The app does not care about how the information is being requested to the user: this
is to be defined by the "UI layout dialect". If no layout has been defined, the
system could create a default one, using simple rules (fields for strings and emails,
OK and Cancel buttons, and so on; the strings provided could in this case be used
for labels); this way the above is sufficient to get the app running.
(And, it could also easily fall back to a text only input if View capability is not
To define the UI layout, it would be possible to use something along the lines of:
define-layout 'personal-data [
text "Please enter the following information:" return
label "First name:" first-name: field return
label "Last name:" last-name: field return
label "EMail address:" email: field return
group [ok-button: button "OK" cancel-button: button "Cancel"]
or, for the buttons, maybe something like:
group [button "OK" [ok-action] button "Cancel" [cancel-action]]
The layout model that seems the most suitable both for View and Quilt is a table
layout model, similar to the HTML table model. Cells are created from left to right,
with the RETURN keyword ending a row. Cells are always aligned; the dialect should allow
specifying the alignment of the contents of each cell (in case it can't resize to fit),
as well as the resizing weight of each row and column. Cells can contain subtables, like
the GROUP keyword above indicates: so the above layout is made of three rows containing one
cell each; the first cell contains some text, the second contains a subtable of three rows
with two cells each, and the third contains a subtable of one row with two cells. (If the buttons
were in the same group as the fields, the OK button would have been aligned with the labels
and the Cancel button would have been aligned with the fields, which is probably not what you want;
also, you may not want the labels to resize, while the OK button should.)

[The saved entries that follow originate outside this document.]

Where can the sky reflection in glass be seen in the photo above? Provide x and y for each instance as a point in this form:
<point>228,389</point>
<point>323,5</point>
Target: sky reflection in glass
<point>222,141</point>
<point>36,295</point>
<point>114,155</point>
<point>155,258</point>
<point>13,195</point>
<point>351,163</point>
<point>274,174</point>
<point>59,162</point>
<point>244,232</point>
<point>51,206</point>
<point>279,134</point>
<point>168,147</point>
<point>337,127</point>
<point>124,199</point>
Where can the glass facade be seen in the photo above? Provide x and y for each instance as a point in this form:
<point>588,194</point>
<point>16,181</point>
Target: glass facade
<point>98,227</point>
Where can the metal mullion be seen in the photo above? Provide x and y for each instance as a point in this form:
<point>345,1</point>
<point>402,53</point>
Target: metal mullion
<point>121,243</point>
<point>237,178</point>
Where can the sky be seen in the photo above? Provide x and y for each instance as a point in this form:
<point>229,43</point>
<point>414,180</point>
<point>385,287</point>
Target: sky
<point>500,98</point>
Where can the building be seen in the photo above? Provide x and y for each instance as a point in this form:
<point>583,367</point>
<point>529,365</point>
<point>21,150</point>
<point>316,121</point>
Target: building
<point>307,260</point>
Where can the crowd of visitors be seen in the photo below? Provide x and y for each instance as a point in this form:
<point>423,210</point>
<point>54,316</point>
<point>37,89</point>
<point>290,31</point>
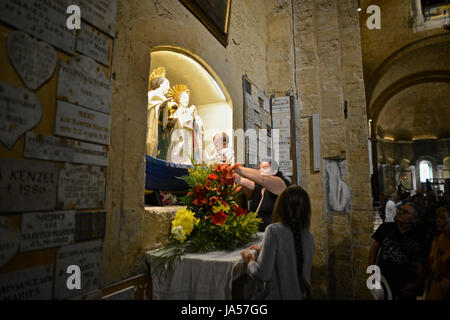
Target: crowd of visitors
<point>412,246</point>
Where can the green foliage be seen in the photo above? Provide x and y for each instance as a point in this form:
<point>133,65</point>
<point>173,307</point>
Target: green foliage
<point>212,219</point>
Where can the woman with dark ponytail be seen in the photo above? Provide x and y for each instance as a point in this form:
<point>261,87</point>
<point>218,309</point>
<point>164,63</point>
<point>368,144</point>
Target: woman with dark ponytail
<point>284,261</point>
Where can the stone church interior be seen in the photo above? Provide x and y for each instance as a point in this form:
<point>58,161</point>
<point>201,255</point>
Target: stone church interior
<point>136,134</point>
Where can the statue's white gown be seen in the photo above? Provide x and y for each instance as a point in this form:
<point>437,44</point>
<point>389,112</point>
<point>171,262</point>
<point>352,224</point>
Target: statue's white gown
<point>155,99</point>
<point>187,138</point>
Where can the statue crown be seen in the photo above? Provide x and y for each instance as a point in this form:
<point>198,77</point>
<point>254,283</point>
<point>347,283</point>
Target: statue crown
<point>159,72</point>
<point>176,90</point>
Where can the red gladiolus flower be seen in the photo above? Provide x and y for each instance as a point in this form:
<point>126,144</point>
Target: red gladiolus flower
<point>239,188</point>
<point>212,177</point>
<point>240,211</point>
<point>200,201</point>
<point>219,218</point>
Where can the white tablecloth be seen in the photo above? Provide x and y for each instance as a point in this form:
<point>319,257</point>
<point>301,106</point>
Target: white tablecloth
<point>201,276</point>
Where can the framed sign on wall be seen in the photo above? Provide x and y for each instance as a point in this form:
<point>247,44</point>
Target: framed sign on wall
<point>213,14</point>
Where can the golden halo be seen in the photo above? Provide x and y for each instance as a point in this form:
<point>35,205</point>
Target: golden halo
<point>176,90</point>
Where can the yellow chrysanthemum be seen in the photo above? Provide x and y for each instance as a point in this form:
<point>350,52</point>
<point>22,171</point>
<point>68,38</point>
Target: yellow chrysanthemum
<point>186,220</point>
<point>220,207</point>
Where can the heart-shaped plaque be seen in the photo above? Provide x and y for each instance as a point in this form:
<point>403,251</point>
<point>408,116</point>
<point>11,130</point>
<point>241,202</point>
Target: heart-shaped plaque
<point>35,61</point>
<point>20,111</point>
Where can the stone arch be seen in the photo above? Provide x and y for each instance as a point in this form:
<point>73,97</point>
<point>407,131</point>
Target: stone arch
<point>208,92</point>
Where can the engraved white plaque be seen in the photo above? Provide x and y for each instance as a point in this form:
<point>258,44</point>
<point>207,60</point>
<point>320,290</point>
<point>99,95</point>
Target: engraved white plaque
<point>60,149</point>
<point>94,44</point>
<point>44,19</point>
<point>29,284</point>
<point>9,240</point>
<point>42,230</point>
<point>27,185</point>
<point>34,61</point>
<point>80,123</point>
<point>81,81</point>
<point>81,187</point>
<point>86,255</point>
<point>100,13</point>
<point>20,111</point>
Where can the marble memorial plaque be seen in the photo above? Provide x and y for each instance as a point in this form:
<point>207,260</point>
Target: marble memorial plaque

Note that, in View, there is no reason for GROUP to create a face (or GOB); it's just needed
to define the position and size of the elements. In case the subtable should be rendered in
its own face, it would be possible to use the PANEL keyword (so you can define borders, background,
and so on).
The "widget definition dialect", that for obvious reasons can't be shared with Quilt,
should be able to define how to render each widget (what faces/GOBs need to be created
and so on), and how it should respond to events and so on. We're not entering into the
details now, because many details of View 3.0 are not defined yet.